A direct comparison of the multi-scale model sequences with the empirical variograms is limited, since most of the relevant covariates have a spatial support that is smaller than the first lag of the variogram with a spatial support of 1500 m which corresponds to the 8th octave. Consequently, the multi-scale approach can account for soil forming processes on smaller scales than the variogram with automatically calculated lag distances.
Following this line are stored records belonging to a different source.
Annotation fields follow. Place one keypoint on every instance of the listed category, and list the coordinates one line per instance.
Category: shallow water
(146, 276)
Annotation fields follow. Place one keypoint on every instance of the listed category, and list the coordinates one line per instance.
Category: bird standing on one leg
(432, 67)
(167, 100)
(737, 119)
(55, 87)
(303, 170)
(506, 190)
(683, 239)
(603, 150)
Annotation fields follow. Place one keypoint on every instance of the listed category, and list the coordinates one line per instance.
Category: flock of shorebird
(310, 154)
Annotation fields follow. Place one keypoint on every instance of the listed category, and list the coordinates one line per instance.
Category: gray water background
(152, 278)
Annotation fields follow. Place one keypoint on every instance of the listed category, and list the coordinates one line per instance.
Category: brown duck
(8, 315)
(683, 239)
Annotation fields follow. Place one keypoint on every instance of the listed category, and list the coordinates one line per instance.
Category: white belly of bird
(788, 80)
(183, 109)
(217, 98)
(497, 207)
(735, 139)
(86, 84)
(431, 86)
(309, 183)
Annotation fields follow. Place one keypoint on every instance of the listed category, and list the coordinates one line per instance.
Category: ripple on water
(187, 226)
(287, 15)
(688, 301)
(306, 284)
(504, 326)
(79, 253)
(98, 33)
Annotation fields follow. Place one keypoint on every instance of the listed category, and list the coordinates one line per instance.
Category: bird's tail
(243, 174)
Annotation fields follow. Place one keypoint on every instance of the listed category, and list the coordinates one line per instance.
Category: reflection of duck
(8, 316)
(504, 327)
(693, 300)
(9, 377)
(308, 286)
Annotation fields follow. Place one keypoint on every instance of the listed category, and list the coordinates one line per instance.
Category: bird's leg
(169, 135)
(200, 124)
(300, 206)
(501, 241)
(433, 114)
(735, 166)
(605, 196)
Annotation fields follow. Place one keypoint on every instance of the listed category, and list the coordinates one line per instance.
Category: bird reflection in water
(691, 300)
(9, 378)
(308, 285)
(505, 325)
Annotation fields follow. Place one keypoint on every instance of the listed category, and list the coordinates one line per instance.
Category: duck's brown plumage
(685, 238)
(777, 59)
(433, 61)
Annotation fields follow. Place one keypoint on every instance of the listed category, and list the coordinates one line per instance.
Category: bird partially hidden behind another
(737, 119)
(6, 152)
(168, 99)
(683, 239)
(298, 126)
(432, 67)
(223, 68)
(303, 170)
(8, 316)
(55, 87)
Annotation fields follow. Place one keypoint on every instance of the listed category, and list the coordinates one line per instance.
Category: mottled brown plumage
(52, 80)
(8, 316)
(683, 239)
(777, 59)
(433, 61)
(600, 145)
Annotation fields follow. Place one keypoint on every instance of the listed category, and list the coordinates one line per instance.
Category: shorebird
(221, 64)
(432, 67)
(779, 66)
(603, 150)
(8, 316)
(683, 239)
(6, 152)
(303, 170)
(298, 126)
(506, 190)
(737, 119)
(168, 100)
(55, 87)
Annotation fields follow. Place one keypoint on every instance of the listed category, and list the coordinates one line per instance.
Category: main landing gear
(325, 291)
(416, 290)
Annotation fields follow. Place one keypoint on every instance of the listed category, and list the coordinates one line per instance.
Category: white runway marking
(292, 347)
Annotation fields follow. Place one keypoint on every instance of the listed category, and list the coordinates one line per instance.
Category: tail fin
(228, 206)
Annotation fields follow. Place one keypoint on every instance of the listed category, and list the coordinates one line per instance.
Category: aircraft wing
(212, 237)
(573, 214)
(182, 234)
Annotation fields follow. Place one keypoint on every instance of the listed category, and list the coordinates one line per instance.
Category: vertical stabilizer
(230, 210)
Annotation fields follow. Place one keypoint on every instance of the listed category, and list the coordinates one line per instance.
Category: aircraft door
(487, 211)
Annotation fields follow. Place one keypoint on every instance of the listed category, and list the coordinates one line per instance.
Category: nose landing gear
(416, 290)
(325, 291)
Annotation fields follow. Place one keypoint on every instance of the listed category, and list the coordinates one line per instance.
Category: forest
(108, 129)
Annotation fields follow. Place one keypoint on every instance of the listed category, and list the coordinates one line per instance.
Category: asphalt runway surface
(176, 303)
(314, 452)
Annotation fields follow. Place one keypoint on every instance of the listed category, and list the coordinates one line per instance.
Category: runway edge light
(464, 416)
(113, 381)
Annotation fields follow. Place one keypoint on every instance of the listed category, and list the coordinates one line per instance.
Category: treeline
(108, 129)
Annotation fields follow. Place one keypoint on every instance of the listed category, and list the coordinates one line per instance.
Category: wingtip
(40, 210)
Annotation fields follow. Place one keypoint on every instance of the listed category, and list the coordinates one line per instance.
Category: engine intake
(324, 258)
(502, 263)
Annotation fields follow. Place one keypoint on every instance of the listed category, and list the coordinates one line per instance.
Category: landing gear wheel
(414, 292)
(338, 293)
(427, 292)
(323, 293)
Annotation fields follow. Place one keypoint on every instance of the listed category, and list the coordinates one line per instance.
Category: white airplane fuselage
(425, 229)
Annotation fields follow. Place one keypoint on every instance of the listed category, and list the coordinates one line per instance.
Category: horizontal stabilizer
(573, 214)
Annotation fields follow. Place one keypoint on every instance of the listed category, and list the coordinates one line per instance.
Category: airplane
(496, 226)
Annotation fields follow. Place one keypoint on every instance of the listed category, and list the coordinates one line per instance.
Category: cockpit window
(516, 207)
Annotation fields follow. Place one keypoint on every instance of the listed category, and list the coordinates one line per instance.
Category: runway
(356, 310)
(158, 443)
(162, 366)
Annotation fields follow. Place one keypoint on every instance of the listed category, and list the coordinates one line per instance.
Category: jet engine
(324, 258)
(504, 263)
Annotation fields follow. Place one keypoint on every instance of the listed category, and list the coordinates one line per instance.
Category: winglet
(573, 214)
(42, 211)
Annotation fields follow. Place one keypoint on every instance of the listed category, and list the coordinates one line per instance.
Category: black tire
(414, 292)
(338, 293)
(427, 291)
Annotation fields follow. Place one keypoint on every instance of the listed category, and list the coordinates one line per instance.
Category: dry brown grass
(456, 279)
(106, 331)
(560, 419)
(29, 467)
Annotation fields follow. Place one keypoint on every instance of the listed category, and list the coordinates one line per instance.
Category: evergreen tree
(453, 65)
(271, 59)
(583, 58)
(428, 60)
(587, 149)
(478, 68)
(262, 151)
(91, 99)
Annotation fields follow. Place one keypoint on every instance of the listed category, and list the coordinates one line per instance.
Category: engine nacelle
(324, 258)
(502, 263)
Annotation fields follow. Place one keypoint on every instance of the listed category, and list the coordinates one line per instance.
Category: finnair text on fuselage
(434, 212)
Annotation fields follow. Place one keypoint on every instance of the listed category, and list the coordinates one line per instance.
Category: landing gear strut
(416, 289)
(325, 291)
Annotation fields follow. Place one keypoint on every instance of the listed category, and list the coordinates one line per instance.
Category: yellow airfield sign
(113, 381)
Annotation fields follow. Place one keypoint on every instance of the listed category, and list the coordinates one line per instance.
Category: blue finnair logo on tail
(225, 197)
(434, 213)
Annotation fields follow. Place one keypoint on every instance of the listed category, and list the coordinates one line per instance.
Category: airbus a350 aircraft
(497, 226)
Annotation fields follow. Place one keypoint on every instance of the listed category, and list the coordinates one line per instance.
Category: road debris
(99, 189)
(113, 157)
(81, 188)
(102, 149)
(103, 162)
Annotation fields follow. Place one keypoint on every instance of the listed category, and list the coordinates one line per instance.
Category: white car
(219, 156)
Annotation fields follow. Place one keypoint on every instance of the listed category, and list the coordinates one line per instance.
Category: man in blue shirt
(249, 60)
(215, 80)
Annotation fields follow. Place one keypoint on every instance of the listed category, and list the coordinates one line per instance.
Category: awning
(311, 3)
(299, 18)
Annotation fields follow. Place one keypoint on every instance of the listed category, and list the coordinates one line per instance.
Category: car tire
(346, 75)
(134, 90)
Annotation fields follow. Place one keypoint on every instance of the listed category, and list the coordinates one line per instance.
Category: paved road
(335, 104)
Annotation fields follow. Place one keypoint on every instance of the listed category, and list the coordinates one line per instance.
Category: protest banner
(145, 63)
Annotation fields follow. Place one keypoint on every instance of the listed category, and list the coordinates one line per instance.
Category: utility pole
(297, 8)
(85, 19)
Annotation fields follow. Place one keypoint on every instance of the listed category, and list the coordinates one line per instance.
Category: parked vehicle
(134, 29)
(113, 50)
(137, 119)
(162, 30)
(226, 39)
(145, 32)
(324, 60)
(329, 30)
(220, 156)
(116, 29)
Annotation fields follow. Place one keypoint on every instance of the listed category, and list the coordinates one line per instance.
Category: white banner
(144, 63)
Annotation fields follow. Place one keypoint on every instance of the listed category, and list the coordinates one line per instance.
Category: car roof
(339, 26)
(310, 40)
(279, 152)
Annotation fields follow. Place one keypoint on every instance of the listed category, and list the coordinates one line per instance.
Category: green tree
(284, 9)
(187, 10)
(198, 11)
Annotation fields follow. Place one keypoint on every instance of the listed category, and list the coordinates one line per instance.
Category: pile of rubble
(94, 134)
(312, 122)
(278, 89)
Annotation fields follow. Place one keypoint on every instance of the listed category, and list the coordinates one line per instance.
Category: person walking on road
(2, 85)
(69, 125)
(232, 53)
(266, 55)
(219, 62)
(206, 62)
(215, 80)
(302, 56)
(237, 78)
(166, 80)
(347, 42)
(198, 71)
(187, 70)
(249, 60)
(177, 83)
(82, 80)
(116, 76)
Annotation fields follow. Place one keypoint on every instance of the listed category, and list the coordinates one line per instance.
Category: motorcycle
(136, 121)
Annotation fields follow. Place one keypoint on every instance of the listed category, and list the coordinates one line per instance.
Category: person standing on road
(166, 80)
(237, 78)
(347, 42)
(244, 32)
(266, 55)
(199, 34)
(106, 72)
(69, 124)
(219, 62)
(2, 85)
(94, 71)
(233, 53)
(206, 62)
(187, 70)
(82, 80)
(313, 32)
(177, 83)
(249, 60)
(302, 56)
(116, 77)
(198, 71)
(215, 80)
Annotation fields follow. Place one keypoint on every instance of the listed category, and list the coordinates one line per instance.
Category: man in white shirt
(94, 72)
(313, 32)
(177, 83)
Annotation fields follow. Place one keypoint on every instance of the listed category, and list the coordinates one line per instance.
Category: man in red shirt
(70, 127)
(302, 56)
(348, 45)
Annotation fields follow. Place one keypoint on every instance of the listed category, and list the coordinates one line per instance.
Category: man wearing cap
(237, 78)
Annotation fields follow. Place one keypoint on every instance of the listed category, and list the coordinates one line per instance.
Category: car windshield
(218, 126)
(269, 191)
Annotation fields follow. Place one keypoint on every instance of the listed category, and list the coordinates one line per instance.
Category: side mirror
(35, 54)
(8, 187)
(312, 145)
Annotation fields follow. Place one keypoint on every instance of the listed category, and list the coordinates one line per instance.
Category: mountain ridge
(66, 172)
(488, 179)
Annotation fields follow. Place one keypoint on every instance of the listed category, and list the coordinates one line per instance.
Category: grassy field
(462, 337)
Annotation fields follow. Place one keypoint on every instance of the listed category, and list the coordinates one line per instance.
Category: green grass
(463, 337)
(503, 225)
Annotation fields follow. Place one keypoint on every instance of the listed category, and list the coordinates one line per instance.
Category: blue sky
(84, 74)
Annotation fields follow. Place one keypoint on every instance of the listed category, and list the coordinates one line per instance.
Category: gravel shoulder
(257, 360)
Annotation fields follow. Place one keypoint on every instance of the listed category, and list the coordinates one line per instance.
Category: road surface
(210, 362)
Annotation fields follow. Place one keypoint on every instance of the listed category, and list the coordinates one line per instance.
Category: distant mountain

More research on this topic is necessary. However, even if we cannot quantify this effect, the better prediction results underpin the great potential of multi-scale modelling to predict soil processes and properties in landscapes that are both diverse in terms of their natural conditions and in terms of land use and land management.

In summary, since the different soil properties as well as the different soil depths showed varying relevant scales, we suggest that 3D soil models may require different sets of multi-scale environmental covariates to account for different soil forming processes of the state factor equation. Further, there may be landscapes where models for a certain soil depth do not benefit from multi-scale contextual information, because human activity may interfere with steady-state soil processes. An example are models for topsoil using satellite data that typically only reflect the upper centimetres of the Earth surface24.

Thus, disentangling natural and human signals over scales with multi-scale contextual modelling of soil processes and properties can pave the way from soil science to many other fields of research. Disciplines that are related to landscape development, e.g. (pedo-)archaeology, archaeobiology, geology, and climatology, benefit from the better understanding of spatial scales to reconstruct land use practices66,67 and paleo-climate conditions13. Since time can also be interpreted via spatial scales and is part of the state factor equation, the space-for-time substitution68 concept in geosciences and ecology69 that focuses on landscape development should incorporate scale in spatial analysis.

Conclusion

There are two fundamental paradigms in digital soil mapping: the state factor equation with structural dependencies of soil formation and the universal model of spatial variation with spatial dependencies of soil formation. The multi-scale contextual spatial modelling approach is suitable to incorporate both structural and spatial dependencies into machine learning models. We hypothesised that different spatial scales may be relevant for different soil depths and interpreted how the differences may be related to the spatial context and soil formation.

We found:

  • Different spatial scales are relevant in the horizontal (soil properties) and the vertical (soil depth) domain, and

  • The relevant scales can be linked to the state factor equation and its factors relief (r), parent material (p) and organisms (o), i.e., land use and human impact.

These examples show, that pedologic and (physical and human) geographic domain knowledge is important to link the factors of the state factor equation and to interpret the relations to potential soil forming processes in different soil depths. Thus, we suggest using multi-scale environmental covariates with different spatial support to account for the specific soil forming processes in specific soil depths when modelling soil properties in 3D.